Faire monter en puissance le tronc commun. Mis en place cette année et piloté par l'INSP, ce tronc commun de formation des aspirants hauts fonctionnaires est aujourd'hui prévu pour les élèves de 15 écoles de service public. Il est articulé autour de 5 thématiques (valeurs de la République et principes du service public; transition écologique; transition numérique; inégalité et pauvreté; rapport à la science).  Le gouvernement demande déjà aujourd'hui à la directrice de l'INSP de faire monter en puissance le dispositif. L'exécutif attend ainsi d'elle des préconisations sur le périmètre et le contenu de ce tronc commun.
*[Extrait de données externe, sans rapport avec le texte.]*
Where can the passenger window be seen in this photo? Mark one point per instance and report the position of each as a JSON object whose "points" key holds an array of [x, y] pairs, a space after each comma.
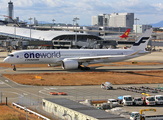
{"points": [[11, 55]]}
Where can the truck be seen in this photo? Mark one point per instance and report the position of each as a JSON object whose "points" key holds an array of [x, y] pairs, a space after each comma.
{"points": [[138, 101], [159, 99], [107, 86], [149, 100], [113, 103], [125, 100], [140, 116]]}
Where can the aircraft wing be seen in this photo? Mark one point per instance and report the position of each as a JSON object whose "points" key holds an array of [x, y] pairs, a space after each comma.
{"points": [[92, 58]]}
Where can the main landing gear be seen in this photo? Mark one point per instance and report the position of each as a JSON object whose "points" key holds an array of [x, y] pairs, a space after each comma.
{"points": [[14, 68], [84, 68]]}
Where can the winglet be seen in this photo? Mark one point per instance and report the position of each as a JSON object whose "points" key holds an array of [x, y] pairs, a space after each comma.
{"points": [[142, 42], [125, 35]]}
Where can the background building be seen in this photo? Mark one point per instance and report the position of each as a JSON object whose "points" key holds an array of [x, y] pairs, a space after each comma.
{"points": [[141, 28], [10, 11], [114, 20]]}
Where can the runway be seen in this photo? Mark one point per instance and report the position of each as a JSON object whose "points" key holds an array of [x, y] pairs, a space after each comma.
{"points": [[24, 93]]}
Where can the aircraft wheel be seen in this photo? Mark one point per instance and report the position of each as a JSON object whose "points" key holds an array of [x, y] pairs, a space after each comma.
{"points": [[87, 68]]}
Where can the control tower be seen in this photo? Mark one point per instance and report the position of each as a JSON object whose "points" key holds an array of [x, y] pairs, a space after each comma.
{"points": [[10, 11]]}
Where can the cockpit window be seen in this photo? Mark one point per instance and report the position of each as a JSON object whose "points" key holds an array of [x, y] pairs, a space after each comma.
{"points": [[11, 55]]}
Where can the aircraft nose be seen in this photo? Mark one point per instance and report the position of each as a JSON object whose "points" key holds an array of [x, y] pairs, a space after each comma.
{"points": [[6, 60]]}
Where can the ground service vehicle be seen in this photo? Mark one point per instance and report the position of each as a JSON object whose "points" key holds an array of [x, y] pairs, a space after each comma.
{"points": [[149, 100], [159, 99], [125, 100], [107, 86], [113, 102], [140, 116], [138, 101]]}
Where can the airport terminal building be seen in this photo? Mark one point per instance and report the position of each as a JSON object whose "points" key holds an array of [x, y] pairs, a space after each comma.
{"points": [[52, 39]]}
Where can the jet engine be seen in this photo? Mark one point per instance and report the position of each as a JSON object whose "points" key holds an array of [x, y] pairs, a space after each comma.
{"points": [[70, 64]]}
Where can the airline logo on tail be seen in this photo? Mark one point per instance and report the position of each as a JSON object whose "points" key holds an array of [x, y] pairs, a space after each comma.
{"points": [[125, 35], [142, 40]]}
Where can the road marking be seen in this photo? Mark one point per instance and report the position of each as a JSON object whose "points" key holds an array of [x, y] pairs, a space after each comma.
{"points": [[53, 88], [1, 82], [25, 94], [46, 88], [6, 80]]}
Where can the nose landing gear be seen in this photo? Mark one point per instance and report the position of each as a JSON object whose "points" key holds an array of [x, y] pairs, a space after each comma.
{"points": [[14, 68]]}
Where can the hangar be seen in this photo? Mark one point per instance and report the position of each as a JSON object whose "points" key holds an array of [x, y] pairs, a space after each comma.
{"points": [[63, 107], [45, 38]]}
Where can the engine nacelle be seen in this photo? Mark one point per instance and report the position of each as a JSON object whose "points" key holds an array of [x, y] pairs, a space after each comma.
{"points": [[70, 64]]}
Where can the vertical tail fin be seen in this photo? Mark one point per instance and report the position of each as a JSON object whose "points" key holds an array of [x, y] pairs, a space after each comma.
{"points": [[142, 42], [125, 35]]}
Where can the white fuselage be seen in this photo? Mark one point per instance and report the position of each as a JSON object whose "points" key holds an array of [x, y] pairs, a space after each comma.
{"points": [[56, 55]]}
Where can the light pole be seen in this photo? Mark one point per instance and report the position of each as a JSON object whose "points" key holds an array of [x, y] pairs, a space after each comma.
{"points": [[68, 115], [15, 32], [53, 23], [73, 24], [136, 26], [30, 27], [75, 19], [104, 26]]}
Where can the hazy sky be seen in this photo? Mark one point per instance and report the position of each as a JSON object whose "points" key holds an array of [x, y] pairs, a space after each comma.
{"points": [[63, 11]]}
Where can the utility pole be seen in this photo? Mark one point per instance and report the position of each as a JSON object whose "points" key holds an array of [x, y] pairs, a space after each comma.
{"points": [[136, 26], [75, 19], [53, 23], [30, 27]]}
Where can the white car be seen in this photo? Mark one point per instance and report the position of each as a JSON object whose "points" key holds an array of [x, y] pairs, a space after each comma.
{"points": [[113, 102]]}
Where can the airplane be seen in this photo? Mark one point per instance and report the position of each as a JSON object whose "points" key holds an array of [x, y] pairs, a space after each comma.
{"points": [[125, 35], [79, 58]]}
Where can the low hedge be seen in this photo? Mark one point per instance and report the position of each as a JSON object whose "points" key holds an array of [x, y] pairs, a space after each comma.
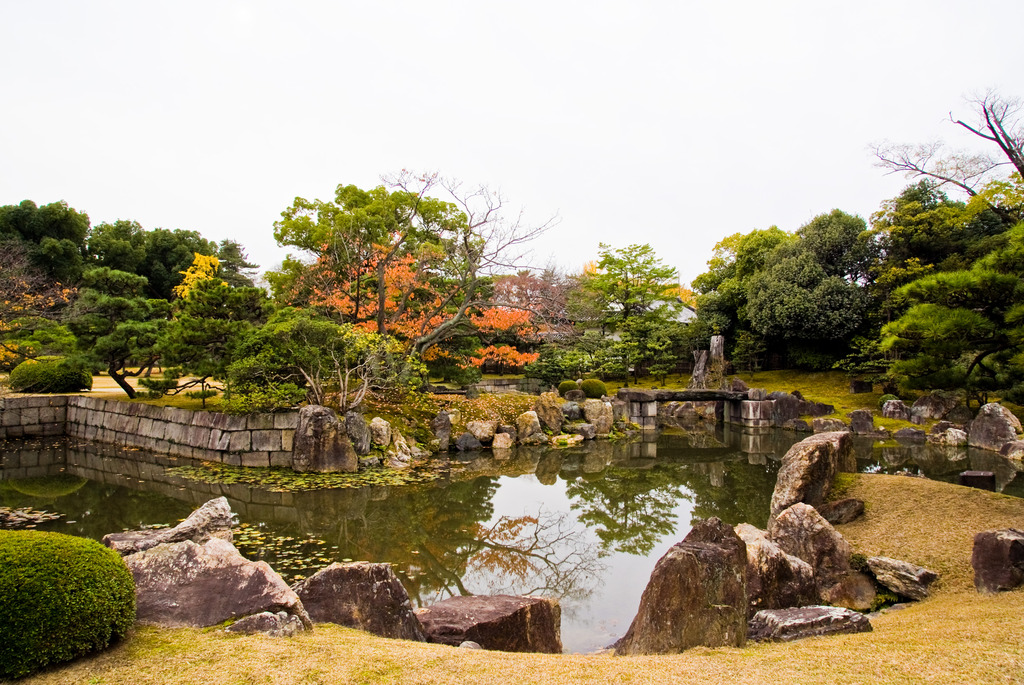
{"points": [[60, 597], [49, 376], [594, 388]]}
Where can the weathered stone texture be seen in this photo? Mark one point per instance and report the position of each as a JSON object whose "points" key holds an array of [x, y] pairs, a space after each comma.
{"points": [[696, 595], [796, 624], [361, 595], [902, 578], [185, 584], [213, 519], [997, 559], [504, 623], [321, 443], [809, 468]]}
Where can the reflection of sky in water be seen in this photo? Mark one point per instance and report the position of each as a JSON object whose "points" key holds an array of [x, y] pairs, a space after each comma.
{"points": [[591, 537], [603, 615]]}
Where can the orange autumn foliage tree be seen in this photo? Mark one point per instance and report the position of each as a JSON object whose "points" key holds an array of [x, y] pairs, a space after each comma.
{"points": [[505, 356], [27, 298], [413, 265]]}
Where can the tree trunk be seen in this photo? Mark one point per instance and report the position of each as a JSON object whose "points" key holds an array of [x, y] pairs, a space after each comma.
{"points": [[120, 380]]}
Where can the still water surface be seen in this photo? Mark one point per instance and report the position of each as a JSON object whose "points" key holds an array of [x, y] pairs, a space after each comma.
{"points": [[586, 524]]}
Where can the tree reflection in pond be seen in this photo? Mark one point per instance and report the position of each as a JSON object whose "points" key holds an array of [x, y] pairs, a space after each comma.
{"points": [[630, 510]]}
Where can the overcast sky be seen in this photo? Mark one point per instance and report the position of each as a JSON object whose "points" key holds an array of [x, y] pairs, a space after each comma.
{"points": [[669, 123]]}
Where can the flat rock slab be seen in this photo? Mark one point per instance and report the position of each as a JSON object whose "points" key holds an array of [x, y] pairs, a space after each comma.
{"points": [[997, 559], [809, 468], [504, 623], [211, 520], [184, 584], [696, 595], [361, 595], [281, 625], [842, 511], [807, 622], [902, 578]]}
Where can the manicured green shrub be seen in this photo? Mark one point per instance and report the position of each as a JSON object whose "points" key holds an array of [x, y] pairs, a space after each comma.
{"points": [[565, 386], [594, 388], [49, 376], [60, 597]]}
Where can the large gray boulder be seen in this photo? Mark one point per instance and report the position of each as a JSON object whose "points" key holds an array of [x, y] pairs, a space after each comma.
{"points": [[774, 580], [828, 425], [842, 511], [468, 442], [932, 407], [358, 432], [361, 595], [279, 625], [185, 584], [802, 531], [997, 559], [380, 432], [322, 443], [549, 411], [993, 427], [808, 622], [213, 519], [586, 429], [902, 578], [895, 409], [696, 595], [599, 414], [482, 430], [862, 423], [504, 623], [809, 468]]}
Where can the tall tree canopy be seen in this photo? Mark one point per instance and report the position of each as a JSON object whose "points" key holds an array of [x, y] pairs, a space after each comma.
{"points": [[966, 329], [53, 233], [396, 259]]}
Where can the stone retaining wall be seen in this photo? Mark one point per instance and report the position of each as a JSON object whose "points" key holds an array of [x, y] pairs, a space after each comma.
{"points": [[501, 385], [259, 439]]}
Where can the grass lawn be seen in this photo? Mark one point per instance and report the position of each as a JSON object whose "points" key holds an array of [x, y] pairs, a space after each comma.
{"points": [[956, 636]]}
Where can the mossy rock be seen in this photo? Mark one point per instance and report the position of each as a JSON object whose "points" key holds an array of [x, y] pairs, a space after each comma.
{"points": [[60, 597], [593, 388], [48, 487]]}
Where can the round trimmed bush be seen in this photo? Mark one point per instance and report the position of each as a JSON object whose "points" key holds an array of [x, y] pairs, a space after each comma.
{"points": [[60, 597], [565, 386], [885, 398], [49, 376], [594, 388]]}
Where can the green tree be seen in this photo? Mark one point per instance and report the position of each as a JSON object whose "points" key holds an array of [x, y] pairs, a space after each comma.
{"points": [[116, 326], [207, 328], [965, 330], [631, 283], [415, 265], [811, 295], [722, 291]]}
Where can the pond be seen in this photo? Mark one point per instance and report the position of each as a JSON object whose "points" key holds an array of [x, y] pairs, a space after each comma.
{"points": [[583, 524]]}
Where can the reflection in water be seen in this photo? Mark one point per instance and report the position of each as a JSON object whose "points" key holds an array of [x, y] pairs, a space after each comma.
{"points": [[585, 524]]}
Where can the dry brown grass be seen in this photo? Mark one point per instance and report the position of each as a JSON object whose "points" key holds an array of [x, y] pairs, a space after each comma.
{"points": [[957, 636]]}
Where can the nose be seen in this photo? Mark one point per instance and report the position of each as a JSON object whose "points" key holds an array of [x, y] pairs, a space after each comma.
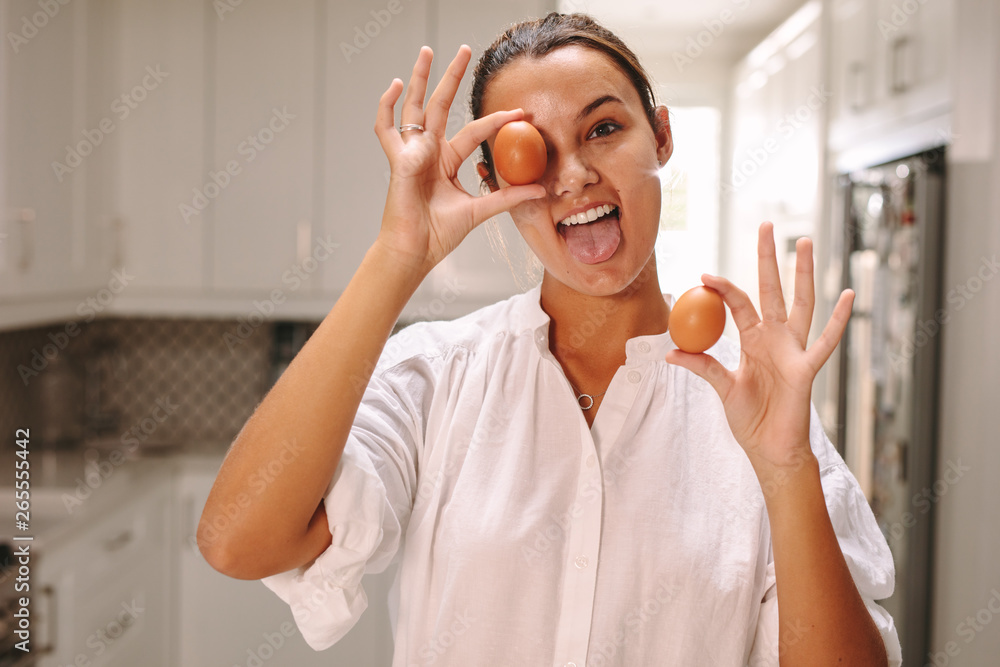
{"points": [[571, 173]]}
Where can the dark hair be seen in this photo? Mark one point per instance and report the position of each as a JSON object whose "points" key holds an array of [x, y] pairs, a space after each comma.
{"points": [[539, 37]]}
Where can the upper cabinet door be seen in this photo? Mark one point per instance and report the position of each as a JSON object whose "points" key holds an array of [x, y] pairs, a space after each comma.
{"points": [[260, 186], [368, 44], [160, 110], [53, 149]]}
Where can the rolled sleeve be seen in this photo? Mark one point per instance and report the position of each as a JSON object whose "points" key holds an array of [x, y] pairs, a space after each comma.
{"points": [[367, 504], [863, 545]]}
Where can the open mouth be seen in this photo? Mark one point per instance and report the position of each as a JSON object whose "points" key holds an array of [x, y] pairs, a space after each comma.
{"points": [[594, 235]]}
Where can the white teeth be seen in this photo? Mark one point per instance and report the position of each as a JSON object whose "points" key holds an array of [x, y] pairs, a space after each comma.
{"points": [[588, 216]]}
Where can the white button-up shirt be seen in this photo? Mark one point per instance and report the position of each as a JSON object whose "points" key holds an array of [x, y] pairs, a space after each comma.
{"points": [[526, 537]]}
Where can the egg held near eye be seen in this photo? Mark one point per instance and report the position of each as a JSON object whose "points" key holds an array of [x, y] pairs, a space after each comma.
{"points": [[519, 153], [697, 319]]}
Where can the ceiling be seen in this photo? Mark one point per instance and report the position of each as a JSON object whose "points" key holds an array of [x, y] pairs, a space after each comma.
{"points": [[668, 25]]}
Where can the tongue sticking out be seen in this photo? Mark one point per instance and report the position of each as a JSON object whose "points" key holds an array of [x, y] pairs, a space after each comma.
{"points": [[593, 242]]}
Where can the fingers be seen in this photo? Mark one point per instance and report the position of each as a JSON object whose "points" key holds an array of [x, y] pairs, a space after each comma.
{"points": [[412, 110], [438, 106], [832, 332], [706, 367], [469, 137], [800, 319], [504, 199], [772, 303], [744, 314], [385, 119]]}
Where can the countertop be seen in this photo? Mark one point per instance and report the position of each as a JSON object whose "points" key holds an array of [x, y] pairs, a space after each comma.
{"points": [[70, 488]]}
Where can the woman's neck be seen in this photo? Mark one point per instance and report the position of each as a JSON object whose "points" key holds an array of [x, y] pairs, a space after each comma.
{"points": [[588, 333]]}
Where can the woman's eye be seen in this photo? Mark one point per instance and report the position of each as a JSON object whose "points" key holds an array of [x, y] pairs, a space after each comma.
{"points": [[604, 129]]}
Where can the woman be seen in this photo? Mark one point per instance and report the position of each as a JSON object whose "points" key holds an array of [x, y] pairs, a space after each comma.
{"points": [[559, 482]]}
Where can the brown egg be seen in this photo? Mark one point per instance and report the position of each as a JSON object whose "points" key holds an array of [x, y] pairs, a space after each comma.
{"points": [[519, 153], [697, 319]]}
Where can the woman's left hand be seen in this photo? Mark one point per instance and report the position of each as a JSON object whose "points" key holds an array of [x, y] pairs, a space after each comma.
{"points": [[767, 398]]}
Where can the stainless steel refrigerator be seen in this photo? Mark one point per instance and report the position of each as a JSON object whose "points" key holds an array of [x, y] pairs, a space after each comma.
{"points": [[893, 217]]}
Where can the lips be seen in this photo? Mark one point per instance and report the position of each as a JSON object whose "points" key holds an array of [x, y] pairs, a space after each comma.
{"points": [[589, 215], [592, 236]]}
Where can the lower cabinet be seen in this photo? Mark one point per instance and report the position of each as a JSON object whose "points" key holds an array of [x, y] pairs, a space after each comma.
{"points": [[104, 593], [224, 622]]}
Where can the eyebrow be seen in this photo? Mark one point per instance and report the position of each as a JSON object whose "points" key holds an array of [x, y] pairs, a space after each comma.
{"points": [[593, 106]]}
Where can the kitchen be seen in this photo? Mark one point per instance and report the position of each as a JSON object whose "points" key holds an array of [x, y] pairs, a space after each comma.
{"points": [[189, 186]]}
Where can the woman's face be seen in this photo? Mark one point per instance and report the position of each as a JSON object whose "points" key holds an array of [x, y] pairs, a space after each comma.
{"points": [[602, 153]]}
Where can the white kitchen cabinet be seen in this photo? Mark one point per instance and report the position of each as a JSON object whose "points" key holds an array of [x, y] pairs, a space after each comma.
{"points": [[224, 621], [55, 144], [236, 161], [265, 106], [162, 150], [104, 592], [368, 44], [889, 63], [779, 104]]}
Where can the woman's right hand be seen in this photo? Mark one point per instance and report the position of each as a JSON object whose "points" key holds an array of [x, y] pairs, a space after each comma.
{"points": [[427, 211]]}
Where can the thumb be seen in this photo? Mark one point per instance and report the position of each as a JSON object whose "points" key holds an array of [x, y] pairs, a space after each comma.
{"points": [[706, 367], [504, 199]]}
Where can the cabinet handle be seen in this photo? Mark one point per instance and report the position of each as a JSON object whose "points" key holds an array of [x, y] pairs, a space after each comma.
{"points": [[26, 216], [899, 69], [119, 541], [856, 86]]}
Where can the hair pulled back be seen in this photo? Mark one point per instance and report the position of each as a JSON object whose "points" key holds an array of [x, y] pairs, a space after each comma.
{"points": [[536, 38]]}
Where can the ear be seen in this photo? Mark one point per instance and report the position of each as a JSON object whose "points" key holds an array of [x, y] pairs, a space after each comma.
{"points": [[484, 173], [664, 138]]}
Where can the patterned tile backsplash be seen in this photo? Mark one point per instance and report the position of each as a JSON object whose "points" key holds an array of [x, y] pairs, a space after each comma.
{"points": [[148, 381]]}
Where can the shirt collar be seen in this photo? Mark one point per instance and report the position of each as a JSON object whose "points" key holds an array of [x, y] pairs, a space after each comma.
{"points": [[638, 350]]}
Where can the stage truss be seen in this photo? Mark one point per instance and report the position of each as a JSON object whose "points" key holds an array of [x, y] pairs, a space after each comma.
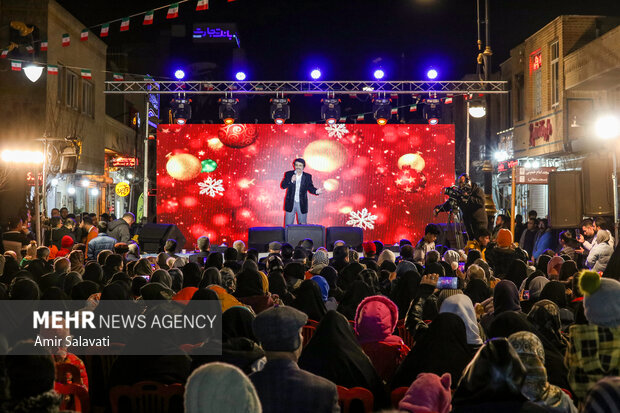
{"points": [[307, 87]]}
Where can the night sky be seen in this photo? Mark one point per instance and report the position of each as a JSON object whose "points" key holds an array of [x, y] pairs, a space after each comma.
{"points": [[282, 39]]}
Et ce, via l'inclusion de nouvelles écoles ou de nouveaux corps dans le dispositif ou via l'introduction de nouvelles thématiques de formation commune comme les enjeux de souveraineté ou la conduite de projets. Des propositions attendues pour ce 1er semestre 2022 avant une possible et encore hypothétique évolution de ce tronc commun dès 2023. 

Les autres missions confiées à la directrice de l'INSP 
-    Rénover la scolarité “pour une plus grande professionnalisation, individualisation des parcours et spécialisation” ; 
-    Proposer un “plan d'action” pour faire de l'INSP “la tête de réseau de la formation continue des cadres supérieurs et dirigeants de l'État” en lien avec la Diese, la délégation interministérielle à l'encadrement supérieur de l'État ; 
-    “Faire monter en puissance” le CHESP (Cycle des hautes études du service public), ce dispositif de formation sur le modèle de l'École de guerre dédié aux personnes destinées à devenir des cadres dirigeants ;
-    “Refondre” l'offre de formation continue destinée aux cadres supérieurs et dirigeants de l'État ;
-    “Centraliser” sur une plateforme unique en ligne “l'ensemble” des offres de formation pour les cadres dirigeants ;
-    Nouer des partenariats avec des universités, "intégrer" des réseaux académiques internationaux et examiner "l'opportunité de l'intégration de l'INSP dans un réseau universitaire" ;
-    “Constituer” un corps enseignant composé de binômes enseignants-chercheurs/praticiens de l'action publique (une vingtaine cette année) et “lancer” des projets de recherche dans le domaine de l'action publique. L'INSP accueillera ainsi un “corps professoral permanent d'enseignans-chercheurs” à temps plein et détachés à l'INSP. À ce propos, dans le cadre de la loi de finances, le gouvernement avait ouvert 1,75 million d'euros de budget supplémentaire pour l'INSP afin de financer 20 emplois de plus au sein de l'établissement (10 pour créer ce corps professoral permanent, et 10 pour accompagner le développement de l'offre de formation continue) ;
-    Intégrer des modules sur l'apport des sciences dans l'offre de formation initiale et continue et “offrir” un parcours doctoral aux élèves volontaires ; 
-    “Développer et faire évoluer” les cycles internationaux et l'offre de formation à l'international ; 
-    Engager des travaux préparatoires à l'organisation par l'INSP du recrutement des diplomates du cadre d'Orient.